On Wednesday around fifty pupils from La Axarquia primary school in Vélez-Málaga made seed bombs using native species of flora, which will be used for the recovery of areas of woodland devastated by wild fires.
During March and April around 700 young people between the ages of five and 13 years will attend the Nendo Dango workshops, where instructors explain how to make the seed bombs, while teaching basic and practical concepts of applied ecology.

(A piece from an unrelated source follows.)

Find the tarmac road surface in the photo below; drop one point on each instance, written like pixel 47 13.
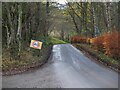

Cristóbal Ortega, representative for the environment, inland tourism, climate change and sports at the Diputación, stressed in a statement that the Nendo Dango workshops "are activities that promote climate awareness among young people who, while learning the importance of forests, help with their own hands to regenerate and enhance them."
Seed bombs were rediscovered by the Japanese biologist and philosopher Masanobu Fukuoka, one of the leading names in permaculture, who coined the concept of "natural agriculture," to propagate plant seeds.